See, we're not supposed to be clobbered by hurricanes. We're the favored children of Florida. The 'canes that approach the peninsula from the Atlantic usually either come ashore down south of us, or go north and smack Georgia or South Carolina. The ones that go into the Gulf usually hit the northern or western part of the gulf. Even the ones that turn and hit Tampa don't come through with anything like Charley's force.
Having two major storms (Hurricanes Charley and Frances) crisscross our territory in less than a month's time is unheard of, even by the old-timers.
Then came Ivan, with an uncertain forecast. Several models showed him curving in as he moved north through the Gulf of Mexico and clobbering us, a third storm to do so in a month's time.
Dear hearts, it was too much for many to bear.
As I said, we didn't want to wish Ivan off on anyone else -- we just wanted him to go away. Disappear. But he refused the invitation. The people in Alabama and northwestern Florida have my prayers and sincere sympathy, as do all the people who were in Ivan's path as he marched northward, carrying death and his bag of tricks -- floods, twisters and more misery.
The devastation Frances left is still evident in my neighborhood. It looks like a twister went through -- you can trace a path of destruction across an intersecting road then down the main thoroughfare, chewing up trees, electric poles and power lines. Maybe that's what woke me at 2 a.m. as the hurricane came through, a twister beating on my windows and tossing a neighbor's tree through my privacy fence as it brushed by.

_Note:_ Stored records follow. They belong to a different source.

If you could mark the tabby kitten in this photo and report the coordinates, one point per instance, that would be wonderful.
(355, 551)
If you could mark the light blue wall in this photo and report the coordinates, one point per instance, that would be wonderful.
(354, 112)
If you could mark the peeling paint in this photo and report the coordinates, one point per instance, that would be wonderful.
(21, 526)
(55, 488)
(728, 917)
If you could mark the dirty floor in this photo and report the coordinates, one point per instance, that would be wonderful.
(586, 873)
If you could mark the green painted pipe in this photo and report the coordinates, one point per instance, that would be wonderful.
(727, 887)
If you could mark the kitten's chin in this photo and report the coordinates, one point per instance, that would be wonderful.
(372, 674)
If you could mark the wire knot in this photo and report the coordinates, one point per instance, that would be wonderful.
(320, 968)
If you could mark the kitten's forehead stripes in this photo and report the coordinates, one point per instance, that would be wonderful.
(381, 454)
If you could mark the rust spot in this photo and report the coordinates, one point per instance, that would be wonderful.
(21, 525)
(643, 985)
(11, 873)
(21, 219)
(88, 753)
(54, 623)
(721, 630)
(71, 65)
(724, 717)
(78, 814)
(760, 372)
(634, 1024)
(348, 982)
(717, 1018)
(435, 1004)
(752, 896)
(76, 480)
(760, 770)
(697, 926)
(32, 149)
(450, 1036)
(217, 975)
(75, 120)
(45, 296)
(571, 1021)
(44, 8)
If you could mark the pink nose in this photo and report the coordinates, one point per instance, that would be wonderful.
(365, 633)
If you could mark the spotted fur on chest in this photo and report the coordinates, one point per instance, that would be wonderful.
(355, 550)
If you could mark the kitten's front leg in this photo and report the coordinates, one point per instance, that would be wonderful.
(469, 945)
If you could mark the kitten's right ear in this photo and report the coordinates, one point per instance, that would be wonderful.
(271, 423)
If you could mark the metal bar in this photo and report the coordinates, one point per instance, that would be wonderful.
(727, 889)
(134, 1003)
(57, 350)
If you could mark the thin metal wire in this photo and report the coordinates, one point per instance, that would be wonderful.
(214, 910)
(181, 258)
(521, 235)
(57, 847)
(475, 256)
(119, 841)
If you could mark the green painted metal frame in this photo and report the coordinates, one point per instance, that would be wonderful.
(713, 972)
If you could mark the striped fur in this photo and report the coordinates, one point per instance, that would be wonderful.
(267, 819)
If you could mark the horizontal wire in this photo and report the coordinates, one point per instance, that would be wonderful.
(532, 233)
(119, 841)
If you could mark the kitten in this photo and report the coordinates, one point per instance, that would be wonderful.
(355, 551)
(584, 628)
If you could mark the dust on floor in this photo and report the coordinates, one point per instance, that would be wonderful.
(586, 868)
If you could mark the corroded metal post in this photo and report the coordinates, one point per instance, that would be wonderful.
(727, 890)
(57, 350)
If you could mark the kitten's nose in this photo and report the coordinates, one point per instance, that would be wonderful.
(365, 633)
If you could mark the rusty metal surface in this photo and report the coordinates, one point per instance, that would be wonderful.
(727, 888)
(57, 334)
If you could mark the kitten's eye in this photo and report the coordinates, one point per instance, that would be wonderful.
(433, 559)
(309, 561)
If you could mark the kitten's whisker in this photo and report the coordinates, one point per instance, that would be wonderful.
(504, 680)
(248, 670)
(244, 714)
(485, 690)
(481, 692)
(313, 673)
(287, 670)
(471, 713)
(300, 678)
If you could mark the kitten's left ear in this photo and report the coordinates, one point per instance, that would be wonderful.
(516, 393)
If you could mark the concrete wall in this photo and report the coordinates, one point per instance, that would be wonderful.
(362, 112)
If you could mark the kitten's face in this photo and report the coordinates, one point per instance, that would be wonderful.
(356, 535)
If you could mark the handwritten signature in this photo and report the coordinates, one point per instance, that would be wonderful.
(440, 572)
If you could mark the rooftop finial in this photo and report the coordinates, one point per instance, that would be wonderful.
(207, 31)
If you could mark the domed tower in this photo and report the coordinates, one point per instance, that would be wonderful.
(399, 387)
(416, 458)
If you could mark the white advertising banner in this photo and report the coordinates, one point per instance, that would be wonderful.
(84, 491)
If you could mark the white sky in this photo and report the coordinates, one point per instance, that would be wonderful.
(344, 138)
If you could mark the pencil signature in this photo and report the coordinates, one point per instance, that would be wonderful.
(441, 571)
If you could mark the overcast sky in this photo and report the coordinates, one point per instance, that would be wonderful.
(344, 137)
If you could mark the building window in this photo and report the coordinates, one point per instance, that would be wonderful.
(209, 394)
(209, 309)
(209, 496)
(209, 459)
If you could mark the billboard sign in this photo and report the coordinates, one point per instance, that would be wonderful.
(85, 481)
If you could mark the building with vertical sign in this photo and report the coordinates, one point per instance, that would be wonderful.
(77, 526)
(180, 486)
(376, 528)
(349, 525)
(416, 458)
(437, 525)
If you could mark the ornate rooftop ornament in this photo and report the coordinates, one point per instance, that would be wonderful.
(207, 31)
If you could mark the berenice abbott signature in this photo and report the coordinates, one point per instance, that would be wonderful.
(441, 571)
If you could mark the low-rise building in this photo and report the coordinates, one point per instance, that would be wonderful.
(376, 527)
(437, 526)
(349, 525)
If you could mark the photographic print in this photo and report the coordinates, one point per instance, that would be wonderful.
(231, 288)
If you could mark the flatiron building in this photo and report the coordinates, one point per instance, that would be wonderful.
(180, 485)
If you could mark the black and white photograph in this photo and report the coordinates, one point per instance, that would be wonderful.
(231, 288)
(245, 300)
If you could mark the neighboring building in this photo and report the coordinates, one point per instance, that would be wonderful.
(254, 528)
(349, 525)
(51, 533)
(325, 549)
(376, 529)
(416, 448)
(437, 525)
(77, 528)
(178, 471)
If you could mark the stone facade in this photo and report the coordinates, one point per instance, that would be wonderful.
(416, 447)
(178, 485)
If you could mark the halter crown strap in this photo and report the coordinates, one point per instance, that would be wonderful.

It was a massacre of trees as Frances came through, much worse than Charley. Frances took her time wreaking havoc. Towering old oaks with trunks six feet wide were torn to bits. Out-of-state contractors are swarming all over the county like ants, throwing sawed-up tree trunks and branches into their plywood-sided trailers.
The miracle is, there was no loss of life around here.
Now I'm watching Tropical Storm Jeanne out in the Atlantic. She's craftily circling, like a shark, trying to build her strength back up to hurricane force. The computer models are all over the place, so who knows what direction she'll end up taking.
I'm praying she'll just stay out in the Atlantic and fizzle away.